10.) Wenn es um Fragen von Forschung und Lehre geht,
brauchen wir mehr Mut zum Risiko
Forschungsgelder werden in
Deutschland überwiegend auf der Basis von langen Anträgen vergeben und Studienordnungen
werden seit neuestem durch zweifelhafte Akkreditierungsagenturen in aufwendigen
Prozeduren evaluiert. Glücklicherweise haben die Deutsche Forschungsgemeinschaft
und verschiedene große Stiftungen in den vergangenen Jahren erkannt, daß
man das Risiko eingehen muß und soll, kluge Forscher auch ohne lange Anträge
zu fördern. Ebenso wird wieder deutlicher, daß eine Universität in aller
Regel bereits akkreditiert ist (im Mittelalter durch den Papst, heute durch den
Staat) und daher Kompetenz genug haben sollte, die Professionalität ihrer Studiengänge
selbst sicherzustellen und zu dokumentieren. Wir brauchen angesichts von immer
länger dauernden Förderverfahren mehr Mut zum Risiko und ein höheres Engagement
bei der Förderung von Individuen. Und angesichts immer ausführlicherer Kontrollen
ist wegen des insgesamt sehr hohen Qualitätsbewußtseins der deutschen Wissenschaft
vonseiten der kontrollierenden Instanzen mehr Gelassenheit und Geduld nötig!
(Ebd., in: Cicero,
November 2009, S. 80).
11.) Die deutsche Universität ist weder »im Kern
gesund« noch »im Kern verrottet«; sie muß erhebliche Probleme
lösen, hat aber auch herausragende Wissenschaftler und engagierte Studierende,
die auf Problemlösungen hoffen lassen
Es gehört zu den absonderlichen
Eigenheiten des Bildungsdiskurses, in gewissen Abständen den Untergang des Abendlandes
anzukündigen oder das Anbrechen des Paradieses für die nähere Zukunft zu prognostizieren.
Mit Auml;ußerungen im Geiste radikaler Depression oder Pseudotröstungen im Sinne von
schlechter Predigt ist niemandem geholfen.

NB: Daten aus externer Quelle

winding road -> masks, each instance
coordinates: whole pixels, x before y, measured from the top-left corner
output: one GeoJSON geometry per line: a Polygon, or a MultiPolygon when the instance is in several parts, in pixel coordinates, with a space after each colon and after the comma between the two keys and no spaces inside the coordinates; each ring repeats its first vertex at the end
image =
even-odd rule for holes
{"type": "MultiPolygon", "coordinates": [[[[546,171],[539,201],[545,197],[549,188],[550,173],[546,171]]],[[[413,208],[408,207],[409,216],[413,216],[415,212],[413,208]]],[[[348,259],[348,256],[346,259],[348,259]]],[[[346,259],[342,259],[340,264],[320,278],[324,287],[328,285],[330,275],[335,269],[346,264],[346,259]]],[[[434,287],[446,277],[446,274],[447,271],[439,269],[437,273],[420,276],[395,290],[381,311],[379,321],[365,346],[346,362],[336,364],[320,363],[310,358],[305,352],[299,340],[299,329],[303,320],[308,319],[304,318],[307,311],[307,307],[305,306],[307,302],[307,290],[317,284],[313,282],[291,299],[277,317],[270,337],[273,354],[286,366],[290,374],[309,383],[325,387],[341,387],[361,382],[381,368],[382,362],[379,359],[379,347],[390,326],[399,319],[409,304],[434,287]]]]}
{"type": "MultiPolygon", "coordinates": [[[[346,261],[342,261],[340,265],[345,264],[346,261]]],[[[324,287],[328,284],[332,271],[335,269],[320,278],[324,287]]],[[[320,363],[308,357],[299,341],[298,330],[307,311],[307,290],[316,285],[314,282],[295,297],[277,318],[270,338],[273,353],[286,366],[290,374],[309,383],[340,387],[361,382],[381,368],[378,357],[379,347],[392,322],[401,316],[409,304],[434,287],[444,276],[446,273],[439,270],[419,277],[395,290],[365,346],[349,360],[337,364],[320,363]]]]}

Einige große Wissenschaftspreise für
deutsche Forscher in den vergangenen Jahren, der Exzellenzwettbewerb und die verschiedenen
Programme zur Gewinnung herausragender ausländischer Forscher haben gezeigt, wie
attraktiv deutsche Universitäten trotz aller Probleme nach wie vor sind. Ihre
Studierenden haben keine Probleme, auf der ganzen Welt Studien- und Arbeitsplätze
zu finden. Dieses Potential gilt es zu nutzen und endlich aus den verstaubten,
ideologischen Debatten aufzuwachen und die politischen Zwangsmaßnahmen zu verabschieden.
Die deutsche Universität hat alle Potentiale, aber es gilt, sie zu nutzen!